Луна и солнце
Шрифт:
— Еще лент! — распорядился его величество.
Королевский портной наскоро приметал несколько лент к добротному бархатному охотничьему костюму Люсьена.
Его величество протянул Люсьену сложенный лист бумаги.
Люсьен развернул прошение Мари-Жозеф, зная, что в нем увидит. Он сам порекомендовал ей быть как можно более краткой.
Ваше величество!
Шерзад предлагает Вам выкуп: затонувший корабль с несметными сокровищами.
— Пожалуйста,
— Морские люди резвятся в обломках затонувших кораблей, ваше величество, — сказал Люсьен. — Золото и драгоценности служат им украшениями. Их дают поиграть детям, а те забавляются жемчужными ожерельями, а потом опускают в воду и забывают — ведь они всегда могут найти еще.

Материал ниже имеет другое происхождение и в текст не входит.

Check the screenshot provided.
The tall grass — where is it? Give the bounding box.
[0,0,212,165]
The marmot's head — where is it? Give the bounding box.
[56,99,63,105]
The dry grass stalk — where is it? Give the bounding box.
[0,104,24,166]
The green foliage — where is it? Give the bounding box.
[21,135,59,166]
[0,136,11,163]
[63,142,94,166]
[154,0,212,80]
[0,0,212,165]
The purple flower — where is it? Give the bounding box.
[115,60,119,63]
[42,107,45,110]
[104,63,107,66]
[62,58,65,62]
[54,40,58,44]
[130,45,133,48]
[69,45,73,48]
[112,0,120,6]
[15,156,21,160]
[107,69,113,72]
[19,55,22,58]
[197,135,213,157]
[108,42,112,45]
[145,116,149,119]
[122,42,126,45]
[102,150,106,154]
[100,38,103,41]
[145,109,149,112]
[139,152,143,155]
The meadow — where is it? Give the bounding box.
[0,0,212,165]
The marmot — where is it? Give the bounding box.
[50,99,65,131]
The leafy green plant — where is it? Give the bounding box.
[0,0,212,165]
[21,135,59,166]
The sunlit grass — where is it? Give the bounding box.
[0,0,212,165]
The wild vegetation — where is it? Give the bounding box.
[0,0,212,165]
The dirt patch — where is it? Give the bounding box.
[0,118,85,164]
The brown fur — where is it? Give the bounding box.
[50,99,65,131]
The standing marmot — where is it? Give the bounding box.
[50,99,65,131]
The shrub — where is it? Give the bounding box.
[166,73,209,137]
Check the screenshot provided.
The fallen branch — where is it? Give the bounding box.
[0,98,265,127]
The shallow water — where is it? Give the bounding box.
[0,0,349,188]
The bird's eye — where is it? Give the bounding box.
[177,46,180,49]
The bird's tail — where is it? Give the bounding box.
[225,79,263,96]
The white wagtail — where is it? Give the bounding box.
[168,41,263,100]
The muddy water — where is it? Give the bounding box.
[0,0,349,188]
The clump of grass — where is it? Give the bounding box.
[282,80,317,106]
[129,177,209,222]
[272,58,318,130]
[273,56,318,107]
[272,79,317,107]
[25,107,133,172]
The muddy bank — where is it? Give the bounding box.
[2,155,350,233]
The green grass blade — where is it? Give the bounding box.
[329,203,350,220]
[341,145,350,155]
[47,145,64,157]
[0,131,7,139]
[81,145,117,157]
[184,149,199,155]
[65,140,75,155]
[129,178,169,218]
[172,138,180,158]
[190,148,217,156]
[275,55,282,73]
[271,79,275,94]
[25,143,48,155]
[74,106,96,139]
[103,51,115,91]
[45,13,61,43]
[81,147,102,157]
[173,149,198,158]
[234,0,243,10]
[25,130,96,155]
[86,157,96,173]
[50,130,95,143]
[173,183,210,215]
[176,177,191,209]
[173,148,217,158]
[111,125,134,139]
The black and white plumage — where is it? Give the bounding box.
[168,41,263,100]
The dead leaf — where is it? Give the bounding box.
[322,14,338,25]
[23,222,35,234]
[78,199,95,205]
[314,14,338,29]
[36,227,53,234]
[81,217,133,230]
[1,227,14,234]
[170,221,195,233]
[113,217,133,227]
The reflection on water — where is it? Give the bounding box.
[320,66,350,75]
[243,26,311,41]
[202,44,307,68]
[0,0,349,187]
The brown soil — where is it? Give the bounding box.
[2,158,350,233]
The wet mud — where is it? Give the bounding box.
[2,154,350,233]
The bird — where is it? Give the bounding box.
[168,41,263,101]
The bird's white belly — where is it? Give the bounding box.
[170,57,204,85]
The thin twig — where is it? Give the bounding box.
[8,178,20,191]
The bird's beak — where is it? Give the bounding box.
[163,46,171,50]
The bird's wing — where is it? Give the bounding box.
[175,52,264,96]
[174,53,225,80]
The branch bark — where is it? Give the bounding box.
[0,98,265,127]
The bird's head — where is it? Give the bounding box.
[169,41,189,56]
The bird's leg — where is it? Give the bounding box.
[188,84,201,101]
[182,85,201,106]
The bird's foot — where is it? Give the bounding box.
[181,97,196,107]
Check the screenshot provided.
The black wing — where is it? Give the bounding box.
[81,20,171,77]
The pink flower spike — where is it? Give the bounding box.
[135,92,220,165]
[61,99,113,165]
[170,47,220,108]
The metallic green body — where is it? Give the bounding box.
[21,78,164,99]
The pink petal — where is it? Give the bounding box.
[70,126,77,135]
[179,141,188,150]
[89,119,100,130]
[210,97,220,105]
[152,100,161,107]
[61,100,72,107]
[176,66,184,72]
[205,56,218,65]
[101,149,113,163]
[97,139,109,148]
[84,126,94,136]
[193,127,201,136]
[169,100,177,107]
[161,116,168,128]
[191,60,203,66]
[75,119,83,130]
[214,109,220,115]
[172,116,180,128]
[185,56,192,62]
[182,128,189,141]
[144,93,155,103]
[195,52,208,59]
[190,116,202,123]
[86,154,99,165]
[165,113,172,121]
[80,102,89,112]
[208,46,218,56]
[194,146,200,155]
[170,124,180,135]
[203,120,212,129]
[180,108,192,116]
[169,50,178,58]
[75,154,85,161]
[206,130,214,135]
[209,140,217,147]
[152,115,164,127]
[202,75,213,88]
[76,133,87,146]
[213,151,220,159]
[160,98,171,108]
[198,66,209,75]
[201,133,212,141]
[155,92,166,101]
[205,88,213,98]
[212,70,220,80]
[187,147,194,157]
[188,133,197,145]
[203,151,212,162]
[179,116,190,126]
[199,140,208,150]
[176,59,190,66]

— Мадемуазель де ла Круа пытается таким образом спасти жизнь русалки. Довольно лент!
Портной удалился, почтительно пятясь.
— Да. Но я верю, что это правда.
— Неужели вы верите и в рассказы морской твари?
— Я верю, что мадемуазель де ла Круа точно описывает то, что поет ей русалка.
— Но нет никаких доказательств.
Люсьен вынул из кармана перстень с рубином и преподнес его величеству. Кольцо он извлек из гроба водяного, который вернули с полдороги к морю.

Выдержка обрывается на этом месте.